MEDYA BAĞIMSIZLIĞINI GÜVENCE ALTINA ALACAK YASAL BİR ÇERÇEVENİN GELİŞTİRİLMESİ
-Medyayı düzenleme ve denetleme görevi bulunan RTÜK, Basın Kartı Komisyonu ve Basın İlan Kurumu (BİK) gibi yapıların bağımsızlığını ve tarafsızlığını sağlamak, yürütme erki başta olmak üzere her tür siyasi denetim ve müdahaleden korumak.
-Medya sahipliğine dair, bu alanı siyasi müdahalelere kapatmak amacıyla şeffaf bir düzenleyici çerçeve geliştirmek.
BASIN ÖZGÜRLÜĞÜNÜ SAVUNMAYA DÖNÜK AKTİF BİR POLİTİKA YÜRÜTMEK
-Gazetecilere yönelik saldırıları kamuoyu önünde ve sistematik şekilde kınamak ve sorumlularının istikrarlı şekilde belirlenip yargılanmalarını sağlamak.

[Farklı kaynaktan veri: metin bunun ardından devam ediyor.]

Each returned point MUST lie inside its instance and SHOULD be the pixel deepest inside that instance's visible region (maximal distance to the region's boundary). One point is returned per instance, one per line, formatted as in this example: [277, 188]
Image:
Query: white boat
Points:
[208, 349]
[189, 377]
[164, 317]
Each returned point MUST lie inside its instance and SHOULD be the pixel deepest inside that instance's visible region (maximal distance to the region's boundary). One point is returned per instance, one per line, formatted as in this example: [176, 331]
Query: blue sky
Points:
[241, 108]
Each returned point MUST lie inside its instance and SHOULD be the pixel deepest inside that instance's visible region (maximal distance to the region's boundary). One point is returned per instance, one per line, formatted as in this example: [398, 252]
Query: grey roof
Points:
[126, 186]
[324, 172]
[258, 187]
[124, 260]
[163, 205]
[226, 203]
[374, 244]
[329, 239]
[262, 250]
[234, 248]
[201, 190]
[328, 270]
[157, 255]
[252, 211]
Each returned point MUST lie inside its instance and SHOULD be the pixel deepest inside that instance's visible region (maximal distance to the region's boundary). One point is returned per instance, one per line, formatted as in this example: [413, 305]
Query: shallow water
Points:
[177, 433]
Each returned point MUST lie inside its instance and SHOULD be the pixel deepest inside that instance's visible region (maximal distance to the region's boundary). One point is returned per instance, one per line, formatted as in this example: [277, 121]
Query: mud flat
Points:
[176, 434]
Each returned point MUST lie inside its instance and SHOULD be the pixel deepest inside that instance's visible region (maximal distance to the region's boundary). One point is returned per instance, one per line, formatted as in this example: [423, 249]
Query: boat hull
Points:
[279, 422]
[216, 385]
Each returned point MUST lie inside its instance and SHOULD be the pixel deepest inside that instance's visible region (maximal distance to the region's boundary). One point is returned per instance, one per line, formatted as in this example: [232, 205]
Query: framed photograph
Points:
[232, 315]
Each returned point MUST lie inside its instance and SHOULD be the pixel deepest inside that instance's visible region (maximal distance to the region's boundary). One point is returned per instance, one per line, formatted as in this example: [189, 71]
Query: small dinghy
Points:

– Hangi siyasi parti yetkilisinden gelirse gelirsin, kendi partisinden de kaynaklansa, gazetecilere yönelik sözlü saldırı ve itibarsızlaştırma girişimlerine karşı etkili şekilde tavır almak.
-Yabancı veya sürgün gazetecilere karşı kullanılan uluslararası prosedürlere (Interpol kırmızı bülten, uluslararası yargı işbirliği talebi vs) keyfi şekilde başvurulmasının önüne geçilmesi.
-Çoğulcu, dürüst ve dengeli bir medyatik faaliyete katkısı bakımından, medyanın ilettiği soru ve bilgi taleplerini açık ve adil şekilde karşılamak.
-TBMM’de milletvekillerin hükümete yönelik soru önergelerinin etkili şekilde işleme konulması ve karşılık görmesi amacıyla Meclis pratiği ve işlerliğinin gözden geçirmek.
-Medyanın durumu ve gazeteci cinayetleri gibi konularda Meclis Araştırma Komisyonları’na etkinlik kazandırmak.”